Es geht um den Zustand Deines Herzens, mein alter Freund. Herz eingebeult von Abweisung á la francaise, unglücklich
und überraschend hilflos allein, beschließt Ehemann, es könnte besser sein, Versöhnungsverhandlungen
mit der alten Getreuen aufzunehmen, oder: Seinen Irrtum einsehend, durchdringt Gatte
seinen Wahn (hahaha) und hat eine Offenbarung: Abgenutzte alte Ehefrau sieht von
Uptown aus besser aus.
     
    B. I. Können
wir auf die bittere Ironie verzichten?
     
    M. E. Wie um
Himmels willen glaubst Du, hätte ich es ohne sie geschafft?

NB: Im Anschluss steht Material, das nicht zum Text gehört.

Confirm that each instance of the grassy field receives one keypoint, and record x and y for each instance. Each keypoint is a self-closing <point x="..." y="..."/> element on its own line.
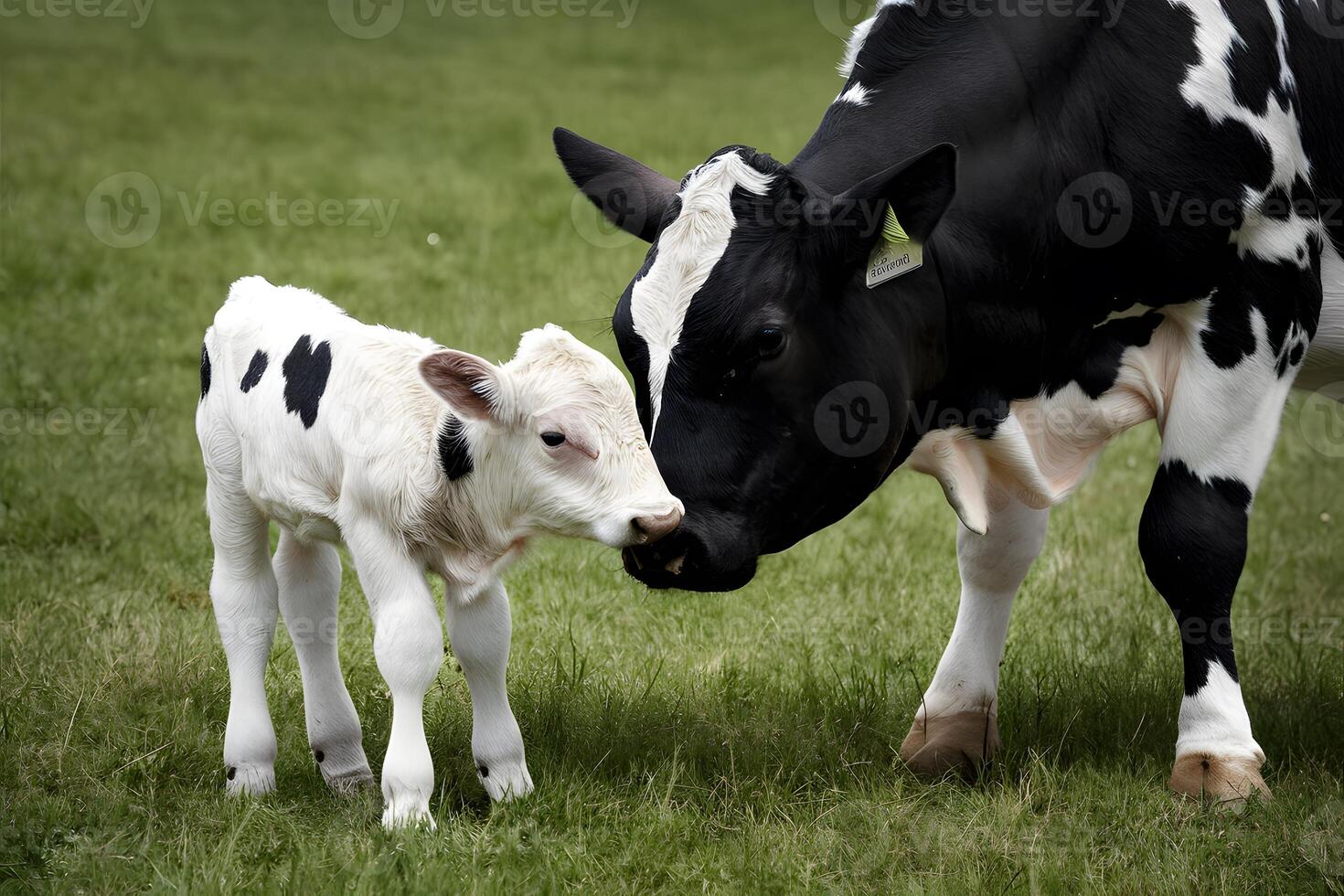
<point x="742" y="741"/>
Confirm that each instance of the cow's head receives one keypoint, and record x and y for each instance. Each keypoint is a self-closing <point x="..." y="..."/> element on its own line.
<point x="554" y="435"/>
<point x="755" y="348"/>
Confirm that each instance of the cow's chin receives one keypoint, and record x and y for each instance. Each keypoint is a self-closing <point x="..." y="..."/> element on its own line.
<point x="695" y="558"/>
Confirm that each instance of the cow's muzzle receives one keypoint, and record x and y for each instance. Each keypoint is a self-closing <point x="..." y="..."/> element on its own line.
<point x="687" y="559"/>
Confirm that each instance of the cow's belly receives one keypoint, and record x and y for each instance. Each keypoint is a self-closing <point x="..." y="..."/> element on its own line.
<point x="1324" y="366"/>
<point x="1047" y="445"/>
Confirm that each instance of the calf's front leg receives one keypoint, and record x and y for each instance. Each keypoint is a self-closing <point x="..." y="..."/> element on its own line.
<point x="409" y="649"/>
<point x="955" y="726"/>
<point x="479" y="630"/>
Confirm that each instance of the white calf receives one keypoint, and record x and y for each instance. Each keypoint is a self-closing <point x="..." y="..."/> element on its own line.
<point x="418" y="458"/>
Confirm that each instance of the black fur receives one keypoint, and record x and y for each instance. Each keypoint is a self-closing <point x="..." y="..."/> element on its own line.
<point x="205" y="371"/>
<point x="1192" y="538"/>
<point x="305" y="374"/>
<point x="254" y="371"/>
<point x="454" y="452"/>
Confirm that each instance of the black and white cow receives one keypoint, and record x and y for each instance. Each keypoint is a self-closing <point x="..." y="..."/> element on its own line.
<point x="420" y="458"/>
<point x="1121" y="220"/>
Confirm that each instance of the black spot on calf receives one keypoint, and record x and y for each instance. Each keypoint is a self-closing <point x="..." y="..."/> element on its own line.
<point x="305" y="378"/>
<point x="205" y="371"/>
<point x="254" y="371"/>
<point x="454" y="453"/>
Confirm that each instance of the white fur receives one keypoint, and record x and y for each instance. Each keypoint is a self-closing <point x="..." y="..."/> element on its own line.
<point x="860" y="34"/>
<point x="1214" y="720"/>
<point x="688" y="251"/>
<point x="368" y="472"/>
<point x="857" y="94"/>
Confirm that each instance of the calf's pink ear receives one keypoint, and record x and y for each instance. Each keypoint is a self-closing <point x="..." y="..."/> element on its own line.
<point x="469" y="383"/>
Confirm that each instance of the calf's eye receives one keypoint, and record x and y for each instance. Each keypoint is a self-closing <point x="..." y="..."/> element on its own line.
<point x="769" y="341"/>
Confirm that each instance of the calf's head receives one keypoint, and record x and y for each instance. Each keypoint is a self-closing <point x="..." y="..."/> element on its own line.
<point x="772" y="383"/>
<point x="554" y="435"/>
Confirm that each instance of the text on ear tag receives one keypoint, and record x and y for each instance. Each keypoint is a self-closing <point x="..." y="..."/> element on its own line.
<point x="895" y="252"/>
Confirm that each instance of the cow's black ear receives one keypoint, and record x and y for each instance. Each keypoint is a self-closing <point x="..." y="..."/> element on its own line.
<point x="634" y="197"/>
<point x="918" y="191"/>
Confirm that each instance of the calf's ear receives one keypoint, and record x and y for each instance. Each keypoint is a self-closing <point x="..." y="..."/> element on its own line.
<point x="634" y="197"/>
<point x="468" y="383"/>
<point x="917" y="189"/>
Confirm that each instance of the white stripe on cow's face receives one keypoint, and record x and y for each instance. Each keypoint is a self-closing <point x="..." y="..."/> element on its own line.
<point x="687" y="251"/>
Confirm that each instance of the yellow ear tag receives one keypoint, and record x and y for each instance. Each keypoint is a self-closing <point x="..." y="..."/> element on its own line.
<point x="895" y="252"/>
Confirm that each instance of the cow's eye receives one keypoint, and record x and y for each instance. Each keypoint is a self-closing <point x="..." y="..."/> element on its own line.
<point x="769" y="341"/>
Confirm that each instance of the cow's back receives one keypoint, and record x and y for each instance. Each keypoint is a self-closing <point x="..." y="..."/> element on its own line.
<point x="304" y="400"/>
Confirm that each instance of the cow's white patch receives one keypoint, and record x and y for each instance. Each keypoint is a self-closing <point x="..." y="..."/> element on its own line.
<point x="1209" y="86"/>
<point x="687" y="251"/>
<point x="860" y="32"/>
<point x="857" y="96"/>
<point x="1214" y="720"/>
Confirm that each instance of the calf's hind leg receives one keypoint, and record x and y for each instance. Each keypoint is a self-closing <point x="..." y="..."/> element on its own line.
<point x="309" y="598"/>
<point x="242" y="590"/>
<point x="955" y="726"/>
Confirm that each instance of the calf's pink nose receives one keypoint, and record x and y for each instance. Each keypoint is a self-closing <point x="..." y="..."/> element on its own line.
<point x="652" y="528"/>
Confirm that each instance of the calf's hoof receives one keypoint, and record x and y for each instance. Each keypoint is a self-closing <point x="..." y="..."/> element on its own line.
<point x="960" y="741"/>
<point x="249" y="781"/>
<point x="346" y="772"/>
<point x="1224" y="781"/>
<point x="504" y="781"/>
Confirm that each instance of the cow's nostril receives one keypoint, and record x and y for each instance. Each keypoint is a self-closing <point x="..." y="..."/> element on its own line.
<point x="654" y="528"/>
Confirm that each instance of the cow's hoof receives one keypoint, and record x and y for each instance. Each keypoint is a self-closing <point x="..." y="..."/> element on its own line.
<point x="408" y="813"/>
<point x="504" y="781"/>
<point x="960" y="741"/>
<point x="1224" y="781"/>
<point x="249" y="781"/>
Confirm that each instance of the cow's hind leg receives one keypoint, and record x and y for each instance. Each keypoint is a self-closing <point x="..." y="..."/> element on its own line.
<point x="1218" y="432"/>
<point x="309" y="592"/>
<point x="955" y="726"/>
<point x="242" y="589"/>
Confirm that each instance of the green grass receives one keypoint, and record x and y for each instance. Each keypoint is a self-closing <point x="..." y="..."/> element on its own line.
<point x="742" y="741"/>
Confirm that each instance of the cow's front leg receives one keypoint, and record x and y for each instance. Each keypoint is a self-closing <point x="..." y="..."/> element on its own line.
<point x="409" y="649"/>
<point x="955" y="726"/>
<point x="479" y="630"/>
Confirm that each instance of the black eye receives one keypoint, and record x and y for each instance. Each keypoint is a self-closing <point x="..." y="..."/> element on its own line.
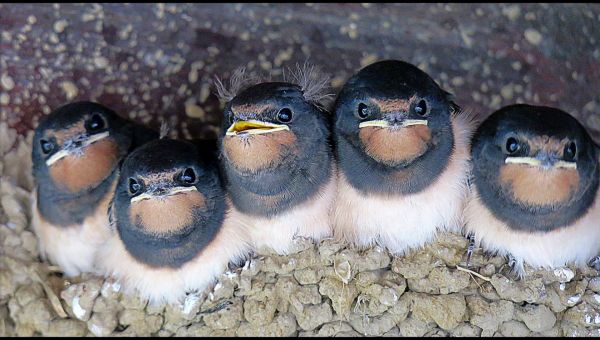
<point x="512" y="145"/>
<point x="421" y="108"/>
<point x="570" y="152"/>
<point x="363" y="111"/>
<point x="188" y="176"/>
<point x="284" y="115"/>
<point x="95" y="123"/>
<point x="134" y="187"/>
<point x="46" y="146"/>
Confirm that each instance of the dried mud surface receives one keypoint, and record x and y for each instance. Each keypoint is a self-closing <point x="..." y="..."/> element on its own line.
<point x="155" y="62"/>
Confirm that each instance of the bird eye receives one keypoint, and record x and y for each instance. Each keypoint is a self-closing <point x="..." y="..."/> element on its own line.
<point x="95" y="123"/>
<point x="421" y="107"/>
<point x="134" y="187"/>
<point x="570" y="152"/>
<point x="512" y="145"/>
<point x="188" y="176"/>
<point x="284" y="115"/>
<point x="46" y="146"/>
<point x="363" y="111"/>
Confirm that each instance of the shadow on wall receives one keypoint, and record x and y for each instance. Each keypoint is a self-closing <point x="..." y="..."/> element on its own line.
<point x="157" y="60"/>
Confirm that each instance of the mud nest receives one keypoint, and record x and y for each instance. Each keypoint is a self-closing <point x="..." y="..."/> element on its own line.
<point x="323" y="289"/>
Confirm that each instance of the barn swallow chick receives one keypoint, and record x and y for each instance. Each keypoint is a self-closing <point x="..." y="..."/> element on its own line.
<point x="402" y="149"/>
<point x="76" y="153"/>
<point x="535" y="188"/>
<point x="173" y="232"/>
<point x="277" y="158"/>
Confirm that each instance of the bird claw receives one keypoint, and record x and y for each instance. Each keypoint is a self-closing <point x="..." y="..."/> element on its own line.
<point x="517" y="268"/>
<point x="470" y="248"/>
<point x="595" y="263"/>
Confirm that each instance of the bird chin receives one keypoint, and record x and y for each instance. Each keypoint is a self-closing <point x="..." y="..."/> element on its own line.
<point x="533" y="185"/>
<point x="395" y="147"/>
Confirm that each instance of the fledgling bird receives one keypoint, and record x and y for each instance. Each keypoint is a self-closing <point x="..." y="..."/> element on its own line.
<point x="277" y="158"/>
<point x="402" y="150"/>
<point x="76" y="154"/>
<point x="173" y="231"/>
<point x="535" y="188"/>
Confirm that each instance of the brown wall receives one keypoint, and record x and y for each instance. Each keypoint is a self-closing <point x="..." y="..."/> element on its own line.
<point x="148" y="60"/>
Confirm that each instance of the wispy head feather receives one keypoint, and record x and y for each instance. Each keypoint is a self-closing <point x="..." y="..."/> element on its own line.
<point x="164" y="129"/>
<point x="239" y="81"/>
<point x="312" y="82"/>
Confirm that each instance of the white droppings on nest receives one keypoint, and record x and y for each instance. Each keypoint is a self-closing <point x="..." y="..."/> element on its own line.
<point x="533" y="36"/>
<point x="60" y="25"/>
<point x="96" y="330"/>
<point x="110" y="285"/>
<point x="191" y="301"/>
<point x="574" y="299"/>
<point x="564" y="274"/>
<point x="70" y="89"/>
<point x="7" y="82"/>
<point x="77" y="309"/>
<point x="230" y="275"/>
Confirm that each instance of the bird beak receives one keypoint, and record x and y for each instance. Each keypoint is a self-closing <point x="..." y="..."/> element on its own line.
<point x="385" y="123"/>
<point x="253" y="127"/>
<point x="540" y="162"/>
<point x="77" y="143"/>
<point x="162" y="193"/>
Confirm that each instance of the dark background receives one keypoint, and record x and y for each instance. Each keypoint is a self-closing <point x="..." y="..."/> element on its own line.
<point x="150" y="61"/>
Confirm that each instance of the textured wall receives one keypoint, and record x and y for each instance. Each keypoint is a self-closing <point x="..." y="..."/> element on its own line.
<point x="150" y="61"/>
<point x="156" y="61"/>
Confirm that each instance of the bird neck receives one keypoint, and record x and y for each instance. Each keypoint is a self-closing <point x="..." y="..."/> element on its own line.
<point x="68" y="209"/>
<point x="172" y="249"/>
<point x="271" y="192"/>
<point x="371" y="177"/>
<point x="526" y="217"/>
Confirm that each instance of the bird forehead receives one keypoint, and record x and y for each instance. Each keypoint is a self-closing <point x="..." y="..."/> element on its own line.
<point x="162" y="176"/>
<point x="544" y="142"/>
<point x="67" y="132"/>
<point x="394" y="104"/>
<point x="257" y="108"/>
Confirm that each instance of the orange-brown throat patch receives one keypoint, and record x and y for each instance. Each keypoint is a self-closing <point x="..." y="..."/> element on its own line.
<point x="258" y="152"/>
<point x="394" y="105"/>
<point x="78" y="173"/>
<point x="168" y="214"/>
<point x="538" y="187"/>
<point x="254" y="109"/>
<point x="395" y="146"/>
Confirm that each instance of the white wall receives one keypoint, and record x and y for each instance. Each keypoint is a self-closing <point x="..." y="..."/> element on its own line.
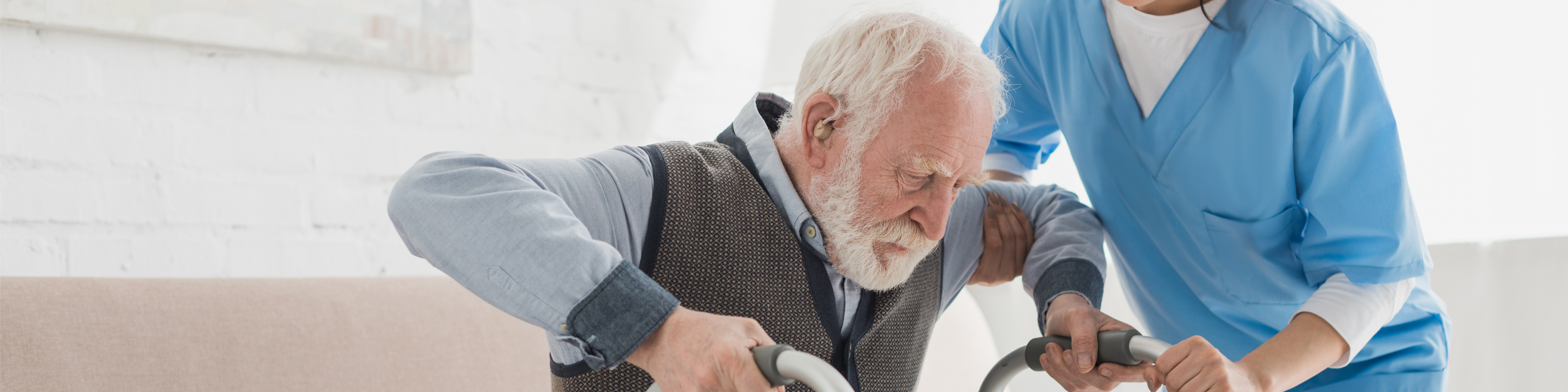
<point x="127" y="157"/>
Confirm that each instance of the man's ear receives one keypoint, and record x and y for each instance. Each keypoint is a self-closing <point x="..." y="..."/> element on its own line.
<point x="821" y="110"/>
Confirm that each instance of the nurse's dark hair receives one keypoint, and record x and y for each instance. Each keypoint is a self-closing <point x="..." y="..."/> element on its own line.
<point x="1206" y="15"/>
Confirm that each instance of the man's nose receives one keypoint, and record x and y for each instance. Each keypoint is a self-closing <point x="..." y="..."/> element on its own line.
<point x="932" y="212"/>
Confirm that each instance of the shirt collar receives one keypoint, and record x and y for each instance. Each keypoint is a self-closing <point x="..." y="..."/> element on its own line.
<point x="753" y="131"/>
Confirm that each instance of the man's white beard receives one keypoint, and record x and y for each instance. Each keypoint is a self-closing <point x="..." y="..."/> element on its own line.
<point x="851" y="237"/>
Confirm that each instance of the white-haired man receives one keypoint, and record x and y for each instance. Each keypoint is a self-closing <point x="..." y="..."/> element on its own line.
<point x="841" y="225"/>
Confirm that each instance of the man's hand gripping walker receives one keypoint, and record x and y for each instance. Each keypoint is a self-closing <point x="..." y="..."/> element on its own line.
<point x="1118" y="347"/>
<point x="782" y="364"/>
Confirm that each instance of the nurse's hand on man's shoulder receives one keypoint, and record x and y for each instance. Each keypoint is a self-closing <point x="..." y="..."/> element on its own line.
<point x="1196" y="366"/>
<point x="1075" y="369"/>
<point x="705" y="352"/>
<point x="1007" y="236"/>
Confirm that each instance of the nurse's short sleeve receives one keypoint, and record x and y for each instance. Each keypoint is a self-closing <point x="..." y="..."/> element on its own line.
<point x="1351" y="176"/>
<point x="1028" y="129"/>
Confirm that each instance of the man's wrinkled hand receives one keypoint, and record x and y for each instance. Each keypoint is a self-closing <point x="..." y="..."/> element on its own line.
<point x="1196" y="366"/>
<point x="1009" y="236"/>
<point x="1075" y="369"/>
<point x="698" y="352"/>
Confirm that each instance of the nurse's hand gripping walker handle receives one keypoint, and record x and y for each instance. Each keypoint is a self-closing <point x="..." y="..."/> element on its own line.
<point x="1122" y="347"/>
<point x="782" y="366"/>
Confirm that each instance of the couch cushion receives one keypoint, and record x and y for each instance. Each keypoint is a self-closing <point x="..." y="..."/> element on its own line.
<point x="261" y="334"/>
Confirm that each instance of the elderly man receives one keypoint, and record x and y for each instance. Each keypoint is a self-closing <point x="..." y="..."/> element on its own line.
<point x="841" y="225"/>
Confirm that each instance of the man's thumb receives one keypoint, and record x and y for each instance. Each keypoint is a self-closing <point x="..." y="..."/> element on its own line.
<point x="1086" y="345"/>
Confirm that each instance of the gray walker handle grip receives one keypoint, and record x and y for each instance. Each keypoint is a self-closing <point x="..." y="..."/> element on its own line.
<point x="783" y="366"/>
<point x="1118" y="347"/>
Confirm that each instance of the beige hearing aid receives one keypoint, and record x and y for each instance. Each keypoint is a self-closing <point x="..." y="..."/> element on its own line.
<point x="824" y="129"/>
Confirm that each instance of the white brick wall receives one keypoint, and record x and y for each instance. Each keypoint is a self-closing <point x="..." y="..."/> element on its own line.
<point x="131" y="157"/>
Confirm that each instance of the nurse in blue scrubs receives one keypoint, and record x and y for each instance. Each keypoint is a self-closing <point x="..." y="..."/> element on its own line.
<point x="1245" y="162"/>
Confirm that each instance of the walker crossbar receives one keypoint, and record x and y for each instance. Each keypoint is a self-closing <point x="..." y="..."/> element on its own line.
<point x="1120" y="347"/>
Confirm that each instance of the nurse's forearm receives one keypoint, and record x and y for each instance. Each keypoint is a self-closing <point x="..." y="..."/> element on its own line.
<point x="1307" y="345"/>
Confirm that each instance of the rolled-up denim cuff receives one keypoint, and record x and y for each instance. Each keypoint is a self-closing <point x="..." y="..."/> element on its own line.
<point x="620" y="314"/>
<point x="1068" y="276"/>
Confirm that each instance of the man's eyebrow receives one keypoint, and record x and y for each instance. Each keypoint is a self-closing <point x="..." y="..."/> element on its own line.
<point x="978" y="178"/>
<point x="938" y="168"/>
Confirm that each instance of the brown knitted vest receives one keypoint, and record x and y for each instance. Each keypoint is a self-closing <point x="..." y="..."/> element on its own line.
<point x="720" y="245"/>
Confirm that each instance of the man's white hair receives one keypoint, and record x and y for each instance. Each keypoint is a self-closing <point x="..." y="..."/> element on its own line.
<point x="864" y="65"/>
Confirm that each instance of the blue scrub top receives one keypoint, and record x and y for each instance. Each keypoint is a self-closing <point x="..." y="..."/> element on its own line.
<point x="1271" y="164"/>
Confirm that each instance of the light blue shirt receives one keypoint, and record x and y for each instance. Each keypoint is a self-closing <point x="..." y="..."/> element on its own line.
<point x="537" y="236"/>
<point x="1271" y="164"/>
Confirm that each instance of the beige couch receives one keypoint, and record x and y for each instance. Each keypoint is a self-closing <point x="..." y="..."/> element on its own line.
<point x="261" y="334"/>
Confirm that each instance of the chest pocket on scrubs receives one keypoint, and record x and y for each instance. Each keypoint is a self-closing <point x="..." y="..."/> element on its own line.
<point x="1255" y="259"/>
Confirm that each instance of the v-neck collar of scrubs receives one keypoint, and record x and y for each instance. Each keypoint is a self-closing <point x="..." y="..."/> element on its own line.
<point x="1203" y="69"/>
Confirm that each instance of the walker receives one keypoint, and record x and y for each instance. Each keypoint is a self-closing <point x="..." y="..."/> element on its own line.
<point x="782" y="364"/>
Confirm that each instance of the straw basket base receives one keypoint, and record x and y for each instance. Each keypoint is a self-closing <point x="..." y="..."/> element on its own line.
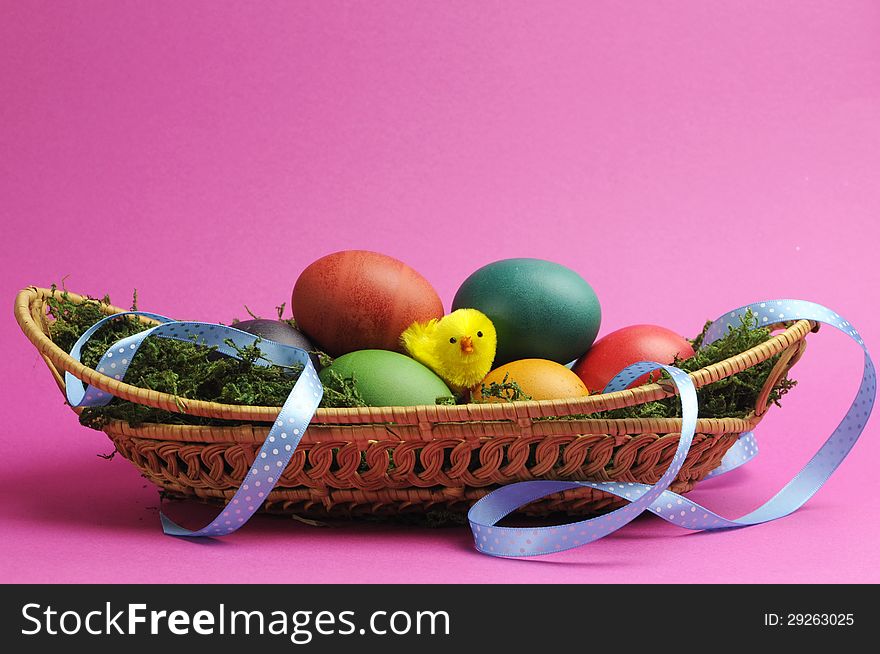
<point x="213" y="472"/>
<point x="397" y="460"/>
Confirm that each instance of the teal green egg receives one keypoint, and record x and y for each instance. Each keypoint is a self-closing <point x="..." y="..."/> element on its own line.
<point x="385" y="378"/>
<point x="541" y="309"/>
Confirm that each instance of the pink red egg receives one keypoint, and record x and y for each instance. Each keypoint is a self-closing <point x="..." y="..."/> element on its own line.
<point x="360" y="300"/>
<point x="614" y="352"/>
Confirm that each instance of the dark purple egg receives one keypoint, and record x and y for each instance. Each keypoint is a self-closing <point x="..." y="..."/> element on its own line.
<point x="280" y="332"/>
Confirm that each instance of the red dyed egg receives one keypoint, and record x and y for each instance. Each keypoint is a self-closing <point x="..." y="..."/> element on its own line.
<point x="359" y="300"/>
<point x="614" y="352"/>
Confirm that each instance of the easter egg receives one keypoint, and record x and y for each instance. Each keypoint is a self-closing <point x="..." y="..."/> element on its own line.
<point x="540" y="309"/>
<point x="538" y="378"/>
<point x="385" y="378"/>
<point x="613" y="352"/>
<point x="279" y="331"/>
<point x="359" y="300"/>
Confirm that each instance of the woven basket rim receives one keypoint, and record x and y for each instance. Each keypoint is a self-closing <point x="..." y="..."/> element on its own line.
<point x="28" y="305"/>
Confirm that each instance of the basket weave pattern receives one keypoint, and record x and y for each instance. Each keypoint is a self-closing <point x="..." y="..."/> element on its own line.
<point x="388" y="460"/>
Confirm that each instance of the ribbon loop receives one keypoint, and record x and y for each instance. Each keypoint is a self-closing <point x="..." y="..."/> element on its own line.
<point x="674" y="508"/>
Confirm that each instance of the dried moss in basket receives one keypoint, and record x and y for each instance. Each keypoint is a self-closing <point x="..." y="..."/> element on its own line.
<point x="189" y="371"/>
<point x="183" y="369"/>
<point x="732" y="397"/>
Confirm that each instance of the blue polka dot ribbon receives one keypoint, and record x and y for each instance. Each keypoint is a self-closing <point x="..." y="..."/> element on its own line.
<point x="515" y="542"/>
<point x="283" y="437"/>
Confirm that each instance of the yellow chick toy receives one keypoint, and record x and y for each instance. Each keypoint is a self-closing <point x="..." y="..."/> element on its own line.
<point x="459" y="347"/>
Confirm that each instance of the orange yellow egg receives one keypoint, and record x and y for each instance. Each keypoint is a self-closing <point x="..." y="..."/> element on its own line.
<point x="540" y="379"/>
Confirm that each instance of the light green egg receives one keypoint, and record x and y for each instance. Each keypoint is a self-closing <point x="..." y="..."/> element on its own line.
<point x="385" y="378"/>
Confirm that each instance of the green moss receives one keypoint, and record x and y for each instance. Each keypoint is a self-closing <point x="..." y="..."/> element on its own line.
<point x="192" y="371"/>
<point x="179" y="368"/>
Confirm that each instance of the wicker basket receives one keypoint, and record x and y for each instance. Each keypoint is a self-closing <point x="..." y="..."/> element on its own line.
<point x="444" y="457"/>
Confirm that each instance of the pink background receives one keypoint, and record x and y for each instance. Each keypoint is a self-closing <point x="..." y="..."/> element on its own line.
<point x="685" y="158"/>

Ich wäre verrückt geblieben.
     
    B. I. Sie hat
es beendet. Aber die Sache war schon am Ende.
     
    M. E Ich war
am Ende, und Du hast mich ein einziges Mal im Krankenhaus besucht.
     
    B. I. Sie haben
mich nicht zu Dir gelassen. Ich habe es versucht, aber sie haben mich abgewiesen.
     
    M. E Was willst
Du jetzt von mir?
     
    B. I. Hoffnung.
     
    Auf «Hoffnung»
konnte ich erst am nächsten Tag antworten. Die Wende, von der ich geträumt hatte,
war eingetroffen, und ich fühlte mich hart wie Stein. Meine Antwort an den großen
B. erreichte ihn am Morgen. «Mach mir den Hof.»
    Und er, hochromantisch,
schrieb zurück: «Okay.»
    Mr. Niemand
hatte sich seit einiger Zeit nicht gemeldet, und ich machte mir allmählich Sorgen.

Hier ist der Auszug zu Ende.